国内大手のスプレッド水準は、大体1.0pips前後となっており、トレードによるコストはそこまで負担となりません。
FX業者/通貨ペア | EUR/GBP |
---|---|
FXネオ(GMO) | 1.0銭 |
DMM FX | 1.0銭 |
LINE FX | 0.8銭 |
MATSUI FX | 1.0銭 |
外為オンライン | 3.2銭 |
LIGHT FX | 0.9銭 |
みんなのFX | 0.9銭 |
インヴァスト証券 | 0.3銭 |
1Lot(10,000通貨)あたりのコスト(手数料)は、ポンド円やユーロ円の価格にもよりますが、大体100〜150円ほどになります。
取引コストも少なく、また上述したようにレンジ相場を形成しやすい通貨ペアであることから、ナンピン系EA(自動売買)との相性も抜群です。

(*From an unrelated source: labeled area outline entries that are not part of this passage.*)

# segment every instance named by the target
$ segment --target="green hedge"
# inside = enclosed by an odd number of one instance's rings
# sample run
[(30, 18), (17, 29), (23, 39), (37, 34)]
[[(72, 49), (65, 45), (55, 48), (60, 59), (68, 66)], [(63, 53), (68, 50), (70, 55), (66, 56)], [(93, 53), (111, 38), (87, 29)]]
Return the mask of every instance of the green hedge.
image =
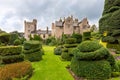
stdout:
[(8, 34), (8, 33), (1, 33), (0, 34), (0, 41), (2, 43), (7, 45), (9, 43), (9, 40), (10, 40), (10, 34)]
[(108, 57), (109, 51), (102, 47), (94, 52), (77, 52), (75, 54), (76, 58), (78, 60), (102, 60), (106, 59)]
[(29, 80), (32, 73), (33, 68), (28, 61), (8, 64), (0, 67), (0, 80)]
[(34, 53), (34, 52), (37, 52), (37, 51), (40, 51), (40, 48), (36, 48), (36, 49), (30, 49), (30, 50), (23, 50), (23, 53), (24, 54), (31, 54), (31, 53)]
[(73, 47), (77, 47), (78, 44), (64, 44), (64, 47), (66, 48), (73, 48)]
[(72, 59), (72, 56), (68, 52), (62, 52), (61, 54), (62, 59), (70, 61)]
[(92, 52), (101, 47), (102, 47), (102, 45), (96, 41), (84, 41), (80, 45), (78, 45), (78, 49), (81, 52)]
[(74, 56), (74, 54), (72, 53), (73, 50), (74, 48), (64, 48), (61, 54), (62, 59), (70, 61), (72, 57)]
[(21, 44), (22, 44), (22, 42), (20, 41), (20, 39), (16, 39), (14, 41), (14, 45), (21, 45)]
[(40, 44), (39, 41), (33, 41), (33, 40), (32, 41), (25, 41), (23, 46), (24, 46), (25, 50), (36, 49), (36, 48), (42, 47), (42, 45)]
[(76, 39), (76, 43), (82, 42), (82, 35), (81, 34), (73, 33), (71, 37)]
[(68, 38), (65, 40), (66, 44), (74, 44), (76, 43), (76, 39), (75, 38)]
[(115, 38), (112, 36), (104, 36), (102, 42), (115, 43)]
[(38, 52), (30, 53), (30, 54), (25, 54), (25, 59), (31, 62), (40, 61), (42, 60), (42, 52), (38, 51)]
[(71, 70), (89, 80), (105, 80), (119, 71), (114, 57), (96, 41), (84, 41), (72, 51)]
[(83, 40), (90, 40), (91, 32), (83, 32)]
[(2, 57), (3, 64), (15, 63), (24, 61), (23, 55), (12, 55), (12, 56), (4, 56)]
[(0, 55), (7, 56), (7, 55), (18, 55), (22, 51), (21, 46), (3, 46), (0, 47)]
[(88, 80), (105, 80), (111, 77), (111, 66), (109, 62), (100, 61), (78, 61), (72, 59), (72, 71), (80, 77)]
[(107, 48), (116, 49), (117, 51), (120, 51), (120, 44), (110, 44), (110, 43), (108, 43)]
[(61, 55), (61, 53), (62, 53), (61, 46), (58, 46), (58, 47), (54, 48), (54, 54), (55, 55)]

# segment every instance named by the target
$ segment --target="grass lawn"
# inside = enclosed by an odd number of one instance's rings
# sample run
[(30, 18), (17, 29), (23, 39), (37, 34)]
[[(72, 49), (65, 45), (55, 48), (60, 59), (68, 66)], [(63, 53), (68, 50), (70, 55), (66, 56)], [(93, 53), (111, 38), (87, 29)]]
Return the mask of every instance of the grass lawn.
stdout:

初心者も要チェック!ユーロポンド(EUR/GBP)の取引のポイント
ユーロポンドをトレードする際は、以下のポイントを押さえていきましょう。
トレード用のメイン通貨として扱うのではなく、相場の状態を見るためのサブ通貨として扱うのも一案です。
ポイント1:トレンドを狙った順張り
過去40年のチャートを振り返ってみると、「ユーロポンドはトレンドが継続しやすい」といった特徴が浮き彫りになります。
長期スパンで見ると、上昇トレンドと下落トレンドが交互に出現しており、移動平均線の3本線が綺麗にトレンドの方向を示していることが分かります。

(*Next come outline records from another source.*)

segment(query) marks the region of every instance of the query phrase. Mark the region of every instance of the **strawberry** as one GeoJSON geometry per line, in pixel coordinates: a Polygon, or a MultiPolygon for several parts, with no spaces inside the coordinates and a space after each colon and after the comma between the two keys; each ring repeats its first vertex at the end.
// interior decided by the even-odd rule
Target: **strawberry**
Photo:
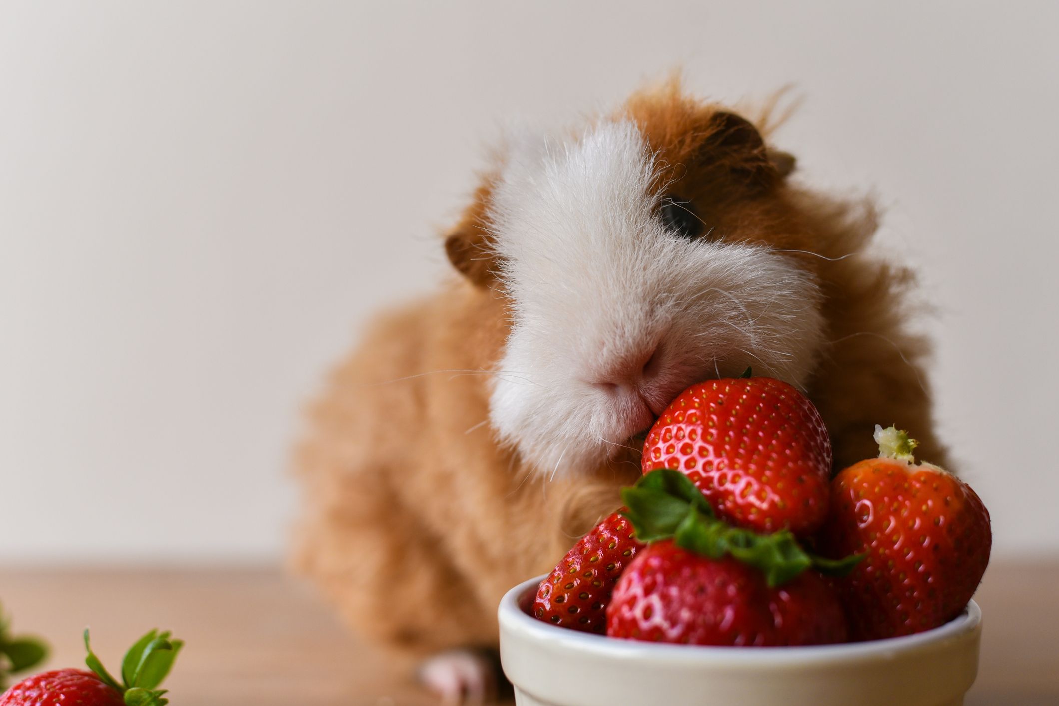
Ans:
{"type": "Polygon", "coordinates": [[[848,573],[858,558],[810,555],[787,529],[732,527],[670,469],[647,474],[622,500],[636,539],[651,544],[614,587],[609,636],[726,646],[845,640],[842,605],[818,571],[848,573]]]}
{"type": "Polygon", "coordinates": [[[915,464],[915,441],[875,428],[879,457],[831,482],[831,514],[820,546],[865,561],[837,582],[856,639],[908,635],[956,617],[989,562],[989,512],[971,488],[932,464],[915,464]]]}
{"type": "Polygon", "coordinates": [[[827,428],[812,402],[772,378],[710,380],[681,393],[647,435],[643,470],[658,468],[682,471],[718,515],[757,531],[809,537],[827,514],[827,428]]]}
{"type": "Polygon", "coordinates": [[[604,633],[606,608],[622,569],[643,545],[632,525],[611,514],[567,553],[540,583],[533,614],[553,624],[604,633]]]}
{"type": "Polygon", "coordinates": [[[0,695],[0,706],[165,706],[159,684],[169,673],[183,642],[169,633],[151,630],[122,662],[119,683],[103,666],[85,631],[85,662],[92,669],[56,669],[24,678],[0,695]]]}
{"type": "Polygon", "coordinates": [[[823,645],[844,642],[846,622],[815,572],[772,587],[737,559],[711,559],[666,541],[625,569],[607,609],[607,634],[690,645],[823,645]]]}
{"type": "Polygon", "coordinates": [[[2,696],[2,706],[125,706],[122,692],[84,669],[55,669],[24,678],[2,696]]]}

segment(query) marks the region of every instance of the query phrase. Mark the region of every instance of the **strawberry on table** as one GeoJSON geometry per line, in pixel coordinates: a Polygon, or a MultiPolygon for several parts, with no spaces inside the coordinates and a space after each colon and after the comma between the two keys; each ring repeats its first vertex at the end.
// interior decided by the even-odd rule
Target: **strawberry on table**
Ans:
{"type": "Polygon", "coordinates": [[[819,572],[859,558],[805,551],[789,530],[759,535],[717,519],[678,471],[652,471],[622,493],[638,539],[607,608],[607,634],[718,646],[819,645],[846,639],[841,603],[819,572]]]}
{"type": "Polygon", "coordinates": [[[659,468],[683,472],[719,517],[757,531],[808,537],[827,514],[827,428],[780,380],[724,378],[685,390],[647,435],[644,473],[659,468]]]}
{"type": "Polygon", "coordinates": [[[86,630],[85,662],[92,671],[56,669],[22,680],[0,695],[0,706],[165,706],[166,690],[158,685],[182,647],[168,632],[151,630],[125,653],[119,682],[92,652],[86,630]]]}
{"type": "Polygon", "coordinates": [[[879,457],[831,482],[831,515],[820,545],[830,556],[865,560],[837,581],[856,639],[908,635],[956,617],[986,565],[989,512],[971,488],[944,469],[914,463],[915,441],[875,428],[879,457]]]}
{"type": "Polygon", "coordinates": [[[606,632],[614,583],[642,546],[628,520],[618,512],[606,518],[541,581],[533,615],[564,628],[606,632]]]}

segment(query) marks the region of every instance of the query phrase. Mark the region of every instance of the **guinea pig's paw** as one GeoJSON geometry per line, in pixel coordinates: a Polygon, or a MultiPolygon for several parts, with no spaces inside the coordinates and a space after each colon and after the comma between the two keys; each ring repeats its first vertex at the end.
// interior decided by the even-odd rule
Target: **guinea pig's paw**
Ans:
{"type": "Polygon", "coordinates": [[[491,703],[498,677],[496,660],[480,650],[438,652],[419,667],[419,678],[445,706],[491,703]]]}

またユーロポンドのスワップポイントは良くも悪くも低く、1日あたり「±50円/Lot」前後であるため、ポジションを長期で保有しても大した痛手にはなりません。
そのためスイングトレードに絞って、トレンドをフォローした順張りこそが最も大きく稼げる戦略になるでしょう。
ポイント2:反転狙いのエントリー
ユーロポンドは、上位足で見るとトレンドが明確になりやすいものの、下位足で見ると細かな推移を繰り返しています。
100pipsの値幅内における総推移は全通貨ペアの中でもっとも多く(引用元)、言い換えれば反転回数が多いということです。

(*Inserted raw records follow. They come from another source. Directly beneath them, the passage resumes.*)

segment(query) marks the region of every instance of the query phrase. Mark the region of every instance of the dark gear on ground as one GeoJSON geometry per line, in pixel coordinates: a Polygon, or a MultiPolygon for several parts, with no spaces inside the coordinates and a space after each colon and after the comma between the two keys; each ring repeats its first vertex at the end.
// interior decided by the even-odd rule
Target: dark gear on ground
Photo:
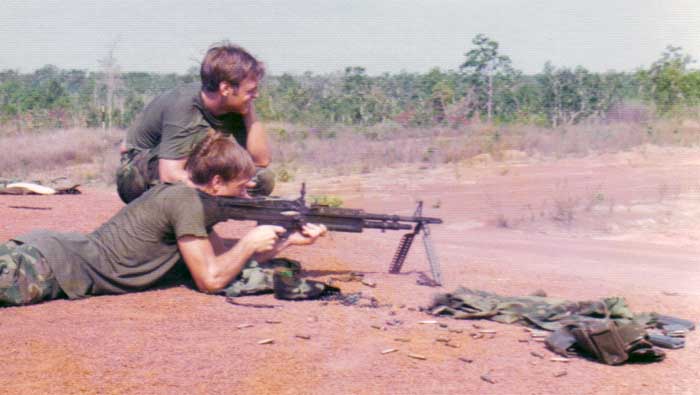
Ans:
{"type": "MultiPolygon", "coordinates": [[[[126,204],[141,196],[149,188],[157,185],[158,155],[155,149],[132,149],[121,156],[117,168],[117,193],[126,204]]],[[[248,189],[251,196],[269,196],[275,188],[275,173],[267,168],[258,167],[252,181],[253,188],[248,189]]]]}
{"type": "Polygon", "coordinates": [[[38,303],[62,294],[39,250],[15,241],[0,244],[0,306],[38,303]]]}
{"type": "Polygon", "coordinates": [[[434,315],[457,319],[486,318],[553,331],[547,340],[552,351],[572,352],[609,365],[624,362],[654,362],[665,357],[659,347],[678,348],[670,335],[695,328],[687,320],[656,313],[634,314],[620,297],[571,302],[541,296],[509,297],[458,288],[435,297],[434,315]]]}
{"type": "Polygon", "coordinates": [[[241,274],[223,290],[229,297],[273,292],[277,299],[306,300],[337,293],[336,287],[300,277],[301,264],[286,258],[248,261],[241,274]]]}

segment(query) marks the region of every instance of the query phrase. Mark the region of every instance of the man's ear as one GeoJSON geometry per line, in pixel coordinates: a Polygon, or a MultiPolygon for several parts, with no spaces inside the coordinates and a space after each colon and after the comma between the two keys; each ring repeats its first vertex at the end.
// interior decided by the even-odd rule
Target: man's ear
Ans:
{"type": "Polygon", "coordinates": [[[219,82],[219,94],[221,96],[228,96],[233,94],[233,87],[228,81],[219,82]]]}
{"type": "Polygon", "coordinates": [[[212,191],[216,193],[224,185],[224,180],[217,174],[212,177],[211,181],[209,181],[209,185],[211,186],[212,191]]]}

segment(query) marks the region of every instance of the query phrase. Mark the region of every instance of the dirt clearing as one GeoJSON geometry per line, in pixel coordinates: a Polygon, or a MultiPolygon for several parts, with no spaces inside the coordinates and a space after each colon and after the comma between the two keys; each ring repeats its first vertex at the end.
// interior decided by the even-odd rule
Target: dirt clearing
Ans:
{"type": "MultiPolygon", "coordinates": [[[[376,283],[336,282],[344,293],[362,292],[353,306],[270,295],[239,302],[275,308],[234,306],[176,286],[0,309],[3,392],[698,392],[695,332],[661,363],[611,367],[553,362],[543,343],[525,341],[521,327],[418,309],[456,286],[505,295],[541,289],[571,300],[624,296],[637,312],[700,321],[700,150],[645,146],[561,160],[513,154],[499,162],[482,156],[306,181],[310,194],[370,212],[411,214],[423,199],[425,215],[445,221],[432,227],[444,287],[416,284],[420,272],[429,273],[419,243],[403,274],[387,274],[401,232],[368,230],[285,254],[315,279],[355,271],[376,283]],[[372,297],[379,306],[363,306],[372,297]],[[495,334],[472,338],[479,329],[495,334]],[[259,344],[264,339],[273,342],[259,344]],[[396,351],[383,353],[390,349],[396,351]]],[[[278,192],[292,197],[298,188],[283,184],[278,192]]],[[[114,191],[102,189],[0,196],[0,241],[39,227],[90,231],[121,206],[114,191]]],[[[219,229],[235,238],[249,227],[219,229]]]]}

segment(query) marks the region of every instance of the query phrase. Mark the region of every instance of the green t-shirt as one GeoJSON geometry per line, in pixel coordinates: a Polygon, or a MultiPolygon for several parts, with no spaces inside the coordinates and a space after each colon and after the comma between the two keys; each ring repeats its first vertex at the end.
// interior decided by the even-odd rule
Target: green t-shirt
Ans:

上図はユーロポンドの5分足チャートですが、移動平均線は3線とも下方向、つまり下落トレンドを示しつつもローソク足は横ばいで推移しています。
このように下位足においては、レンジ相場を形成しやすく反転回数も多くなるため、1分~5分といった下位足を主軸にトレードする際は、順張りよりも逆張り意識でエントリーしていくことをおすすめします。
ポイント3:リスクヘッジ
日本人トレーダーの多くが「米ドル」「円」をメインにトレードするため、それらと絡まないユーロポンドは、口座内のリスクヘッジに大きく貢献します。
例えば「米ドル」「円」に絞って運用すると、どちらかの通貨に偏りが生じた際、口座内の含み損益は著しく上下します。
しかし、ポジションを「米ドル」「円」だけでなく「ユーロ」「ポンド」といったメジャー通貨に分散させておくことで、通貨強弱の偏りリスクを大きく低減できるでしょう。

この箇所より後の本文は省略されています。